Il nostro paese come troppo spesso capita, si è mosso in ritardo, e in maniera improvvisata, non ha avuto la capacità di creare una filiera industriale, e non solo non si è data delle regole di medio periodo, non ha nemmeno la capacità di dare certezze sulle leggi in vigore, intervenendo con continue modifiche in corsa, danneggiando e mutilando le aziende e i produttori che operano nell'unico settore in espansione in Italia.


Da anni sono state presentate dagli operatori di settore idee e proposte di revisione del conto energia e delle tariffe incentivanti per dare da subito e per i prossimi anni il giusto sostegno al comparto e fornire un più ampio orizzonte per gli investimenti delle imprese, ora messe in ginocchio dal decreto legislativo che è giudicato incostituzionale e genererà innumerevoli ricorsi e denunce rispetto lo stato Italiano dai tanti operatori danneggiati.


Questo grande pasticcio creato dal governo, non è chiaro se vada ricondotto a incapacità o disonestà, è palese che i correttivi che chiede il settore dovranno essere immediati - nel giro di due o tre settimane massimo - per ridare certezze ad un settore che le ha perse nel giro di poche ore, ed evitare di fare fallire tante aziende che vedono i propri clienti defilarsi anche con contratti firmati, le società di leasing e il mondo bancario congelare i finanziamenti concessi.


In sostanza il problema è generato dal fatto che chi ha gli impianti in costruzione, per ottenere il contributo previsto dal terzo conto energia, è vincolato all'attivazione dell'impianto per fine maggio, quando non è ancora stato definito il valore economico dell'incentivo da Giugno, se considerate che il gestore di rete "Enel" non da garanzie sui tempi di allacciamento, il panorama diventa devastante,


I clienti stanno rinunciano ai contratti sottoscritti perdendo denaro, le aziende perderanno gli anticipi pagati ai fornitori per ricevere i materiali necessari alla costruzione degli impianti, il sistema produttivo e relativo indotto si è bloccato. Se non si dovesse modificare il decreto, la naturale conseguenza sarebbe di perdere decine di migliaia di posti di lavoro, con conseguente ricorso alla cassa integrazione, oltre al danno già compiuto che è la figura che il nostro paese ha fatto con gli investitori esteri e tutta la comunità internazionale, continuando a mandare segnali di poca responsabilità e serietà.

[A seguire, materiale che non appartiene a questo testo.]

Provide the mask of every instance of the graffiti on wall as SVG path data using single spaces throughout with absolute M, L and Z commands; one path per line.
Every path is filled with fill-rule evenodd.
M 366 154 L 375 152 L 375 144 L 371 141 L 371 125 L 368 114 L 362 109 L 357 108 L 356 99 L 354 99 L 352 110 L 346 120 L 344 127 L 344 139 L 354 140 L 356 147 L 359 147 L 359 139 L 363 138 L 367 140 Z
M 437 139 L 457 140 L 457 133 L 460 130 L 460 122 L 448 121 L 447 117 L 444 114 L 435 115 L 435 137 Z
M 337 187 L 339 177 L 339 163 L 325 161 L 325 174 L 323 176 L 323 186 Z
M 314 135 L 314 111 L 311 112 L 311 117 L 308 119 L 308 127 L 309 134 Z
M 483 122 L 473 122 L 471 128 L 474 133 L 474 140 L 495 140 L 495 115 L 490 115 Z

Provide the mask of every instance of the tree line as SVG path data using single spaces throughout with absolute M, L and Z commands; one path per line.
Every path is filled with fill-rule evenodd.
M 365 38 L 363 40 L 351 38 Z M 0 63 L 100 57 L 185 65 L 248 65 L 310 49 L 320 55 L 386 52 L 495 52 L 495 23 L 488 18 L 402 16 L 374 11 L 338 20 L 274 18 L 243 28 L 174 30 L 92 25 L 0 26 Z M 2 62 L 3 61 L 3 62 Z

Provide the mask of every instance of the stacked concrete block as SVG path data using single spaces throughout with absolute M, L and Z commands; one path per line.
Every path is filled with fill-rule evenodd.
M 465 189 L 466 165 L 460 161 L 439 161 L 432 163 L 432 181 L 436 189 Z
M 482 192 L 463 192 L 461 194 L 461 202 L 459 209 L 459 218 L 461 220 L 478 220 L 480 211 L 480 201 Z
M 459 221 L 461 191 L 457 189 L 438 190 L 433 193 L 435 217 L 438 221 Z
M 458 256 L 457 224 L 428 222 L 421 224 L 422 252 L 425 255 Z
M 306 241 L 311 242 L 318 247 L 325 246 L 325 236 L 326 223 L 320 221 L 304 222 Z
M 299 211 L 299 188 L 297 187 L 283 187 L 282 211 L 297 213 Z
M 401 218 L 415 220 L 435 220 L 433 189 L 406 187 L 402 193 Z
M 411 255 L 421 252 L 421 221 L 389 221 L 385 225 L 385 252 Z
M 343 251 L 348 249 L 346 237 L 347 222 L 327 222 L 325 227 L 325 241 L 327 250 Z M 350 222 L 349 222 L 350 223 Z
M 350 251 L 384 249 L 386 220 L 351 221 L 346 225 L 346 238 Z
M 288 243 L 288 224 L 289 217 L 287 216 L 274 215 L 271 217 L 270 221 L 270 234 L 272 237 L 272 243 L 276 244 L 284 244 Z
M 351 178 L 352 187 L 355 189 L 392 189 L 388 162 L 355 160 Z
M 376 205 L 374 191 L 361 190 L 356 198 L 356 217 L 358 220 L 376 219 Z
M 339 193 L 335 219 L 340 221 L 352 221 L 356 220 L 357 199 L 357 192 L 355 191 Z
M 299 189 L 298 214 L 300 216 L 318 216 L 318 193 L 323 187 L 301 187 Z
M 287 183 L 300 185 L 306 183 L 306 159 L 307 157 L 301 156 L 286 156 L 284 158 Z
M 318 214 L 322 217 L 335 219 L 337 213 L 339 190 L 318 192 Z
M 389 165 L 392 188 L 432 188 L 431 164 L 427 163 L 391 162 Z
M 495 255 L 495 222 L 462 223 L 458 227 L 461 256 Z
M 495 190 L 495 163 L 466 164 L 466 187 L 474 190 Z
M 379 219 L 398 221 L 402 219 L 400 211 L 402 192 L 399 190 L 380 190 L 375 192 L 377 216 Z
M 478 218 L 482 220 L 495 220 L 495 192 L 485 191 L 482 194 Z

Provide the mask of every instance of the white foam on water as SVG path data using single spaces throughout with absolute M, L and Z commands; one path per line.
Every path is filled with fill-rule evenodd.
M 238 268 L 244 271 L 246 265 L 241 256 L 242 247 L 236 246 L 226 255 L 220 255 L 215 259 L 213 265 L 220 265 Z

Ma quali devono essere gli obiettivi principali per uno sviluppo di medio periodo del settore e per il rafforzamento delle competenze industriali nazionali. Si tratta di definire un incentivo che decresca (da subito anche del 25-30%) in base alle potenza installata; un esempio valido è quello del modello dei corridoi alla tedesca: maggiore è l'installato, maggiore è la degressione della tariffa. Dunque anche in base ai costi del sistema installato. Un sistema incentivante quindi che possa accompagnare il kWh solare alla grid parity (allorché il costo del kWh fototovoltaico sarà uguale a quello pagato in bolletta senza incentivo). E' stato mostrato nel corso del workshop come nelle isole Canarie questo obiettivo oggi sia stato pressoché raggiunto ma vanno evitati i casi di "stop and go" deleteri per gli operatori e per i produttori, che portano a danni che si protraggono a lungo.


Un regime incentivante di tariffe troppo elevate possa recare gravi distorsioni al mercato nel medio e lungo periodo. Innanzitutto perché i governi sono sempre molti lenti a reagire agli improvvisi balzi della domanda e dell'offerta e quindi ad adeguare le tariffe ai costi in discesa della tecnologia. Inoltre tariffe troppe alte sono dannose per il mercato e l'industria perché favoriscono l'entrata nel mercato di attori non professionali, oltre allo scarso consenso sulla tecnologia da parte dei cittadini che vengono spinti a considerarla eccessivamente costosa.


Nel sostenere il fotovoltaico è importante, come detto, trovare il consenso dell'opinione pubblica, soprattutto per quanto riguarda l'installazione di impianti a terra e tutelare al contempo i terreni agricoli, che comunque, sia chiaro, non hanno tutte le stesse caratteristiche. Per quelli scarsamente produttivi, e sono molti, il fotovoltaico potrebbe invece essere un'interessante fonte di reddito per il settore primario dell'economia, spesso in difficoltà.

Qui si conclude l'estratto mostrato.